Agostinho da Silva (“Espólio”)

Recebi de uma leitora o livro “O último duelo” (Rio de Janeiro, Intrínseca, 2021) de Eric Jager , crítico literário voltado principalmente à literatura medieval. O enredo se passa durante a Guerra dos 100 anos entre França e Inglaterra, a ter como protagonistas principais três figuras que fazem parte do histórico real da França: Jean de Carrouges, cavaleiro normando, sua esposa Marguerite e o escudeiro Jacques Le Gris. Vivendo em pleno século XIV, as três figuras permanecem na literatura francesa através dos séculos.

Tenho sempre desconfiança, possivelmente devido aos trabalhos exegéticos exigidos na Academia, ao ler pesquisas sem dúvida sérias, mas intermediadas pela imaginação do autor, fator expurgado na área da História quando de dissertações e teses. Sob outra égide, há que se destacar o desiderato maior de um autor, no caso Eric Jager, doutor pela Universidade de Columbia e professor premiado de inglês na UCLA, que, ao imaginar situações possíveis através da leitura de fontes fidedignas, angaria um número incomensurável de leitores não necessariamente interessados na veracidade dos fatos. A notoriedade de “O último duelo”, inclusive, inspirou o filme “The Last Duel”, dirigido pelo renomado Ridley Scott. Na “Nota do autor”, Eric Jager esclarece os porquês: “Todos os personagens, locais, datas e muitos outros detalhes – incluindo o que as pessoas da época disseram e fizeram, suas declarações muitas vezes contraditórias na corte, as somas pagas e recebidas, e mesmo as condições climáticas – são reais e baseados em tais fontes. Quando estas se contradizem, apresento o relato mais provável dos fatos. Quando o registro histórico é insuficiente, uso a imaginação para preencher alguns hiatos, sempre tentando ouvir as vozes do passado”. Essa escuta do imaginário, ao “complementar” fontes fidedignas, configuraria enxertos à história. Se a lacuna de uma fonte documental existe, inventá-la dirige o texto a um público menos exegético, mas necessariamente amplo, pois mais preocupado com a narrativa em si, curioso sobre o desfecho, do que com a interrogação que leva à dúvida. O esclarecimento de Eric Jager evidencia propósito claro.

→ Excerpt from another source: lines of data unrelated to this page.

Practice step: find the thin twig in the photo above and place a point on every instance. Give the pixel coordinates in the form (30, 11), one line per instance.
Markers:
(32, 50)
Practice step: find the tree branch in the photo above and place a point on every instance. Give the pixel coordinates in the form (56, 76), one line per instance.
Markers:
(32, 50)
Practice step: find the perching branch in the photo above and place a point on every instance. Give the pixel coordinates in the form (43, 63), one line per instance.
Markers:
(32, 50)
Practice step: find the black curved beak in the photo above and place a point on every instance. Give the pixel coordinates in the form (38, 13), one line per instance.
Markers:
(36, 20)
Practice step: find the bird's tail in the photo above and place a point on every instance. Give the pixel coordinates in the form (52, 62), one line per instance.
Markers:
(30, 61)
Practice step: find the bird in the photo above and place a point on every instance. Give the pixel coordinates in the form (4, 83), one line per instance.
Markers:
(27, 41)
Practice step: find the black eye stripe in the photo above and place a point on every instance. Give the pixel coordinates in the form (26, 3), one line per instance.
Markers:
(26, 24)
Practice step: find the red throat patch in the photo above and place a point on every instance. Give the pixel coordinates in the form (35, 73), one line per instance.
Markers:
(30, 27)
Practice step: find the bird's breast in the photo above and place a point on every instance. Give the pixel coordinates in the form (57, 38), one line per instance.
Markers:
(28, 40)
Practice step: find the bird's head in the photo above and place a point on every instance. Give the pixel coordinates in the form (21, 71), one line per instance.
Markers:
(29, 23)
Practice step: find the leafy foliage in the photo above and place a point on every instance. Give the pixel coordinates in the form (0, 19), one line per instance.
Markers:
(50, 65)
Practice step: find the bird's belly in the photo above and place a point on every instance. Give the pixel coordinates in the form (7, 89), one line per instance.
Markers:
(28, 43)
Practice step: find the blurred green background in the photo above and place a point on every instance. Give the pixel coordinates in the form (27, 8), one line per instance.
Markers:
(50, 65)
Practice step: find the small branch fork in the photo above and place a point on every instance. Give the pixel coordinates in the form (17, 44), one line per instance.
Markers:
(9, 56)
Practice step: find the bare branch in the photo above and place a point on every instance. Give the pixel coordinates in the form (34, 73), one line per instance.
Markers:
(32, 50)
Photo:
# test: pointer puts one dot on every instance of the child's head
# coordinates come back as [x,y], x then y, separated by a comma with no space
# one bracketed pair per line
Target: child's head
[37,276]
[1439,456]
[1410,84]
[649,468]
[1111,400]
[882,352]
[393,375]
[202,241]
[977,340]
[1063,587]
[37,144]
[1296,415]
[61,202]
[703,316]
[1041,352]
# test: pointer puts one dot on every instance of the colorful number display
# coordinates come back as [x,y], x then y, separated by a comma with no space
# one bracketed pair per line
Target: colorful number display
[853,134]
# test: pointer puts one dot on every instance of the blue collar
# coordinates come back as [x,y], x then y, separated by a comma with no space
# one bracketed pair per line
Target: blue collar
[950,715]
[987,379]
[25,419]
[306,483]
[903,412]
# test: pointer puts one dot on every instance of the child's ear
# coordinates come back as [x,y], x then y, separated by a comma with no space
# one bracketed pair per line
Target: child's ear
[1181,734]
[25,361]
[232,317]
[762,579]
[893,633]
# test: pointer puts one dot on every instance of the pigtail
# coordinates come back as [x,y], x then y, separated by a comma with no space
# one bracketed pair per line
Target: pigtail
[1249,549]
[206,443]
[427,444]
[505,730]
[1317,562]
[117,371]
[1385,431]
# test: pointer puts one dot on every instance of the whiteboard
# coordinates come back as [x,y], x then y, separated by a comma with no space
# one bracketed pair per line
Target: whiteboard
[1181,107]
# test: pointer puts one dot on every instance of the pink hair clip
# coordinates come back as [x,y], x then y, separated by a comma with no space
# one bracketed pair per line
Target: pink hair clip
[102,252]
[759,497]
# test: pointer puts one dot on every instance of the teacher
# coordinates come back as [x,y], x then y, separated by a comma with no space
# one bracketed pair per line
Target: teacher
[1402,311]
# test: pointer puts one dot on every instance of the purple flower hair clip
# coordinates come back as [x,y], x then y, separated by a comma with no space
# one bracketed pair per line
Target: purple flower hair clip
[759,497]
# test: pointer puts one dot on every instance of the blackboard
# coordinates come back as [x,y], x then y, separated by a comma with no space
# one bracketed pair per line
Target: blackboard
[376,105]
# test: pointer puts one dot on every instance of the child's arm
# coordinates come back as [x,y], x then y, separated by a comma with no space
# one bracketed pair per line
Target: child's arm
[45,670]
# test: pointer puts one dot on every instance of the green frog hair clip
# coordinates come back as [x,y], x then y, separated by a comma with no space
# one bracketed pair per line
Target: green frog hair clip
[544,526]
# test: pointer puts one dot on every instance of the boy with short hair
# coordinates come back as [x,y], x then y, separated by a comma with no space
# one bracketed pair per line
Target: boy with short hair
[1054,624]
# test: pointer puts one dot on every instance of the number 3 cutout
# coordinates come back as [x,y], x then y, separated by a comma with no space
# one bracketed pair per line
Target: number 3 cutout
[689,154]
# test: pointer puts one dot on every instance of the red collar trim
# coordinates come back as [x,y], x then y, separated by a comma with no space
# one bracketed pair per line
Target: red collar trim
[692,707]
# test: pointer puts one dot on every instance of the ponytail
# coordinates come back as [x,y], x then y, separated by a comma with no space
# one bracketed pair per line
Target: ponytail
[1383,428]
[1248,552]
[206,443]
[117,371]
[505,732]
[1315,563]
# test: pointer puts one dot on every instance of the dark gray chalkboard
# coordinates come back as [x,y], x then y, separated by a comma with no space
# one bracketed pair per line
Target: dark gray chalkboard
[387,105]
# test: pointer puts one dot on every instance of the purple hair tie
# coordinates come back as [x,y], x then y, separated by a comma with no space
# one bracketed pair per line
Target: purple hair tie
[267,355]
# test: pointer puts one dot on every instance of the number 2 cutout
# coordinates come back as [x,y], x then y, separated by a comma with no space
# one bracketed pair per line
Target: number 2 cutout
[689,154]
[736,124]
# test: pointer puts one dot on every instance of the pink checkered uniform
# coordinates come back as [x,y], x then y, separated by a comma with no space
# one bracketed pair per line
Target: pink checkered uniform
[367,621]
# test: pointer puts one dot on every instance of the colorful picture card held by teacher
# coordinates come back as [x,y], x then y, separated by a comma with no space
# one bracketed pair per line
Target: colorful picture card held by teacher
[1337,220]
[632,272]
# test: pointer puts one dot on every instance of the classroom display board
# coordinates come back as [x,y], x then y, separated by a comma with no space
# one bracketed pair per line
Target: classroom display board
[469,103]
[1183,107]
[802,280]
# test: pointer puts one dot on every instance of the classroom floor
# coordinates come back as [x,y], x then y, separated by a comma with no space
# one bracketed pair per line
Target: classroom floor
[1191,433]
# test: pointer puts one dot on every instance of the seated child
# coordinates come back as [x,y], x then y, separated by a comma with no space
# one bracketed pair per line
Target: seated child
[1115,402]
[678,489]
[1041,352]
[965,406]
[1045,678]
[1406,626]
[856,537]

Foram dez anos de longa pesquisa frente a um manancial de documentos que levou o autor a tantas viagens, a fim de que sua visão dessa história, a envolver personagens que permanecem através dos séculos graças à larga documentação, fizesse com que renascessem numa narrativa harmoniosa, tornando-os conhecidos por número incalculável de leitores e, como consequência, pelos amantes do cinema.

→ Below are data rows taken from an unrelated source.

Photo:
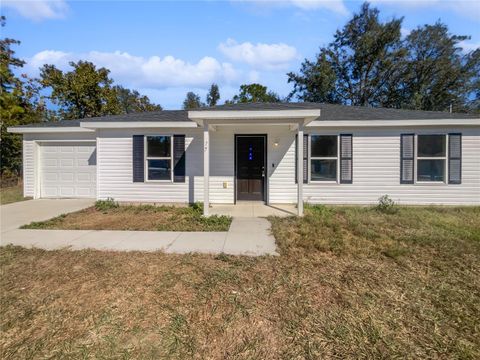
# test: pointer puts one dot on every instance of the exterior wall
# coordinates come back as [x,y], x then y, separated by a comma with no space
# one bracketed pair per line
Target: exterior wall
[376,167]
[114,165]
[376,171]
[115,168]
[31,156]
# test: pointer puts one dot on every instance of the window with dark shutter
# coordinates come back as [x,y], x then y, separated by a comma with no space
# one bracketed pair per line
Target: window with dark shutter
[179,158]
[346,159]
[138,158]
[305,158]
[454,158]
[407,154]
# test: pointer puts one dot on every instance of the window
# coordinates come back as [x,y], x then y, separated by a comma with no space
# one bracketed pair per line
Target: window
[323,157]
[431,157]
[159,157]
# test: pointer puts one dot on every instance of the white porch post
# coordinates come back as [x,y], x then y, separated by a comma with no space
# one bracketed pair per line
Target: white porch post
[206,168]
[300,169]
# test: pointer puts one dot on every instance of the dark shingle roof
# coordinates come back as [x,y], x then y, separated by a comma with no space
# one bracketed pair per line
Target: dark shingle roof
[329,112]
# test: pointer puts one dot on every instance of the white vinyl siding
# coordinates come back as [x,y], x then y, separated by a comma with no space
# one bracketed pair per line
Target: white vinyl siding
[376,172]
[376,167]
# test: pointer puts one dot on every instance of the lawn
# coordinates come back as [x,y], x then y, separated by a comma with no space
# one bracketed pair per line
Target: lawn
[11,194]
[350,283]
[108,215]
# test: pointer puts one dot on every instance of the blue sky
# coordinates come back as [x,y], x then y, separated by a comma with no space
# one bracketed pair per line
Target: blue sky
[164,49]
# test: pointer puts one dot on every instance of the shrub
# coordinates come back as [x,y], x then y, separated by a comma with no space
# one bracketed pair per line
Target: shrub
[386,205]
[104,205]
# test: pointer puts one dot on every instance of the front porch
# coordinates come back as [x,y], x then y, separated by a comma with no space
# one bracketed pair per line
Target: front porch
[292,120]
[253,209]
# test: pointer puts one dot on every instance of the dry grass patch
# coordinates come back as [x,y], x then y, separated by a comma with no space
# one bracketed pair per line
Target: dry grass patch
[336,292]
[140,217]
[12,194]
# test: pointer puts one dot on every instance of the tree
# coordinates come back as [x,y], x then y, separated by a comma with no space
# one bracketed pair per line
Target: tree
[368,64]
[131,101]
[82,92]
[213,95]
[358,67]
[438,72]
[192,101]
[254,93]
[20,103]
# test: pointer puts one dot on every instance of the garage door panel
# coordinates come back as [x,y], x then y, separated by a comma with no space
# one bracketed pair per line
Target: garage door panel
[66,170]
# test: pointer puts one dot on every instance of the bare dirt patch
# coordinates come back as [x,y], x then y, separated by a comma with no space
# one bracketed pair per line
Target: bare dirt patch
[140,217]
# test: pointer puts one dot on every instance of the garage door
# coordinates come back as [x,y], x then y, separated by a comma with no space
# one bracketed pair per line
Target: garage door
[68,170]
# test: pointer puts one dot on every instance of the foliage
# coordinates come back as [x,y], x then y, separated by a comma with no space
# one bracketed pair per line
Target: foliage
[109,215]
[213,95]
[88,91]
[20,103]
[436,72]
[393,287]
[83,92]
[131,101]
[368,64]
[104,205]
[254,93]
[12,194]
[192,101]
[386,205]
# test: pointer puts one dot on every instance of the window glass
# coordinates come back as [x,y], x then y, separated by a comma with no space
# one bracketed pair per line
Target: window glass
[158,146]
[431,145]
[324,170]
[324,146]
[431,170]
[159,169]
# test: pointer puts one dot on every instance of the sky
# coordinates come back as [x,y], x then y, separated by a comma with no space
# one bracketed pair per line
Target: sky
[165,48]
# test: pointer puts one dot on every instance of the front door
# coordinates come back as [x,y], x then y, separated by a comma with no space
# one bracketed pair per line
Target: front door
[250,167]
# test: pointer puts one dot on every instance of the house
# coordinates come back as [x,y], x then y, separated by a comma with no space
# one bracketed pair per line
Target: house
[230,153]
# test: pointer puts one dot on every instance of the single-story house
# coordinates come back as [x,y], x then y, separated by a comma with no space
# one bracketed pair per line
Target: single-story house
[258,152]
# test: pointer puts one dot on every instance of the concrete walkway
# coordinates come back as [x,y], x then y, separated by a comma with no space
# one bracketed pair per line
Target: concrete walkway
[246,236]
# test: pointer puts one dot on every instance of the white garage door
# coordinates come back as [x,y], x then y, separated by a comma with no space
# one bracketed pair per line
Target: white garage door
[68,170]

Uma brevíssima sinopse faz-se necessária para que se conheça o enredo histórico. Está-se em pleno século XIV durante a Guerra dos Cem Anos (1337-1453), que antagonizou França e Inglaterra. O cavaleiro normando Jean de Carrouges, que participara de várias batalhas, em um de seus retornos ouve a confissão de sua esposa, que assegura ter sido estuprada por um seu ex-amigo de combates, mas há tempos inimigo declarado, o escudeiro Jacques Le Gris. O caso, levado a várias instâncias judiciárias, recebe finalmente a decisão do Rei Carlos VI, então nos seus 17 anos, após a autorização do Parlamento de Paris, declarando que haveria o duelo entre os dois. Àquela época as penas eram implacáveis. Se perdesse, Carrouges não só morreria na arena, como sua esposa Marguerite seria queimada viva por perjúrio. Foi o último duelo oficial do gênero em França. Munidos de todo o arsenal de combate, como armadura, cavalo, lança, machado, espada e adaga, um dos combatentes encontraria a morte, tida como expressa vontade de Deus. Através da história, dúvidas permaneceram a respeito da veracidade das confissões.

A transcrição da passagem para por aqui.